Spanò: «Con Crocchianti l'intesa è cresciuta ma non esistono gerarchie in difesa»
Contro il Teramo un'altra ottima prestazione dei due centrali granata

La Reggiana contro il Teramo ha subìto gol nel finale complicandosi un po' la vita, tuttavia la retroguardia granata resta la seconda meno battuta del girone B (e di tutta la Serie C) dopo quella del Renate e il merito di questo record è dovuto anche all'intesa pressocché perfetta tra Alessandro Spanò e Marco Crocchianti.
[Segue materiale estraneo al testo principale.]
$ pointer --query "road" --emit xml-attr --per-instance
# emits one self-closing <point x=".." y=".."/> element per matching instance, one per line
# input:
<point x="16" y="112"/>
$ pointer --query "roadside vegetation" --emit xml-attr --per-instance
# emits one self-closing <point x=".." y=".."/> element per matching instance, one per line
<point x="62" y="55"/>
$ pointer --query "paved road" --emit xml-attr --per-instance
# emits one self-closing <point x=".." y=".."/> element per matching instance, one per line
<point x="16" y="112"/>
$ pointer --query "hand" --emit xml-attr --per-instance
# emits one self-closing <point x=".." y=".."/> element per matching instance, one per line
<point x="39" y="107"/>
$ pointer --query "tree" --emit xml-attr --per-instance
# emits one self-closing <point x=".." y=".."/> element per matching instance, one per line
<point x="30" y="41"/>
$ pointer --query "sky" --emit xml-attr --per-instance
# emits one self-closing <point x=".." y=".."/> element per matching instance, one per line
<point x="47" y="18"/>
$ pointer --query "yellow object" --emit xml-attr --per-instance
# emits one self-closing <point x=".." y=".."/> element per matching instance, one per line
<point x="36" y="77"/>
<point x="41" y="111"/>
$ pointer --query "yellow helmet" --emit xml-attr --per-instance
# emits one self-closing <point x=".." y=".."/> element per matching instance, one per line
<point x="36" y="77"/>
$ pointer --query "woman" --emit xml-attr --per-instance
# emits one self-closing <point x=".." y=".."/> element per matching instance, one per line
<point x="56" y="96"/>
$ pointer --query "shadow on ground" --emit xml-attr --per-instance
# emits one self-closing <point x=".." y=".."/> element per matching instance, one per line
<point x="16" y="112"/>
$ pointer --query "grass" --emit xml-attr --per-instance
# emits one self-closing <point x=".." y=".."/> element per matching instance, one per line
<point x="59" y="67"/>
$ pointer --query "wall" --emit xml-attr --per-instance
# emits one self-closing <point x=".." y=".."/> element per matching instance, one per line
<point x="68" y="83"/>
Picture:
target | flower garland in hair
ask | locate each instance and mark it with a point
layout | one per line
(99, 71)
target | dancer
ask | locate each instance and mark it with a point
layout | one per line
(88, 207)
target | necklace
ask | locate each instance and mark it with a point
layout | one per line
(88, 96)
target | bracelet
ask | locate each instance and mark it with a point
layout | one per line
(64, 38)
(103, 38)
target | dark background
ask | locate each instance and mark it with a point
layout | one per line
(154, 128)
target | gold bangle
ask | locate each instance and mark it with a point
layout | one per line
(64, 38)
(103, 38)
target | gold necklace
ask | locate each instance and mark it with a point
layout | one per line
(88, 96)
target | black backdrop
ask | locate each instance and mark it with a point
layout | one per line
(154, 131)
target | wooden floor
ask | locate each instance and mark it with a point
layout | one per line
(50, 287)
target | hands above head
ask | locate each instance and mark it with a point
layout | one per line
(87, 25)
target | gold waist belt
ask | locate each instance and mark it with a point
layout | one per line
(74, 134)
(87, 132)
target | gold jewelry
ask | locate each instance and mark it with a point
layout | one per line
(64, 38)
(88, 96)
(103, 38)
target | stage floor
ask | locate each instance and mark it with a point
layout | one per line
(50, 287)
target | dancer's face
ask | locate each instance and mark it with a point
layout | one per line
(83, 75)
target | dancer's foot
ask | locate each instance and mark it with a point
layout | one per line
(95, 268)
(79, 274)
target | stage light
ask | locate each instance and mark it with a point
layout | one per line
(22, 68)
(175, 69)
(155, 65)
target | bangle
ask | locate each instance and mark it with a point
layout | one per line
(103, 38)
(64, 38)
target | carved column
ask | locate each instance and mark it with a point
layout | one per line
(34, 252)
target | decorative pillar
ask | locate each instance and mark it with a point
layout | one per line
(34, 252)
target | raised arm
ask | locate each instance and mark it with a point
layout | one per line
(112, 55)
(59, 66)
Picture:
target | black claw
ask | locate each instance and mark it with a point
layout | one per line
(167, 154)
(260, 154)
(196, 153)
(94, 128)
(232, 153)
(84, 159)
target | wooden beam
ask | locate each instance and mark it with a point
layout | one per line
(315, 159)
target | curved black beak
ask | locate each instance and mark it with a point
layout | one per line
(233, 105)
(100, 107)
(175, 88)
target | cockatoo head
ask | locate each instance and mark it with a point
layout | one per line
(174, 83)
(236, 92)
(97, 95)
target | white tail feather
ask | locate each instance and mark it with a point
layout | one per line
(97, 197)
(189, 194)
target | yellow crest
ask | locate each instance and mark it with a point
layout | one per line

«L'alchimia tra di noi è migliorata con il tempo - ha sottolineato il difensore classe '94 in sala stampa - in campo gli automatismi diventano immediati. Io e lui riserve di Rozzio e Bastrini a inizio stagione? Non è giusto parlare di gerarchie, siamo parte di un gruppo quindi tutti partiamo allo pari. Una grossa mando in difesa però ce la danno anche i centrocampisti e gli attaccanti che sono i primi a tamponare la manovra offensiva degli avversari».
Contro il Teramo dopo un primo tempo difficile è venuto fuori tutto il valore della squadra di Eberini: «I biancorossi erano pronti ad aggredirci sulle ripartenze, ci siamo sbilanciati un po' troppo senza correre grandi rischi. Nella ripresa siamo invece riusciti a velocizzare la manovra e il giro palla, trovando maggiori spazi tra le linee in cui inserirci».
Il segreto degli otto risultati utili consecutivi è tutto nella testa: «Stiamo ragionando da grande squadra, affrontando qualsiasi avversario con la voglia di sacrificarci sempre e comunque. Un difetto? Dobbiamo migliorare nelle marcature preventive, in alcune situazioni serviva più equilibrio».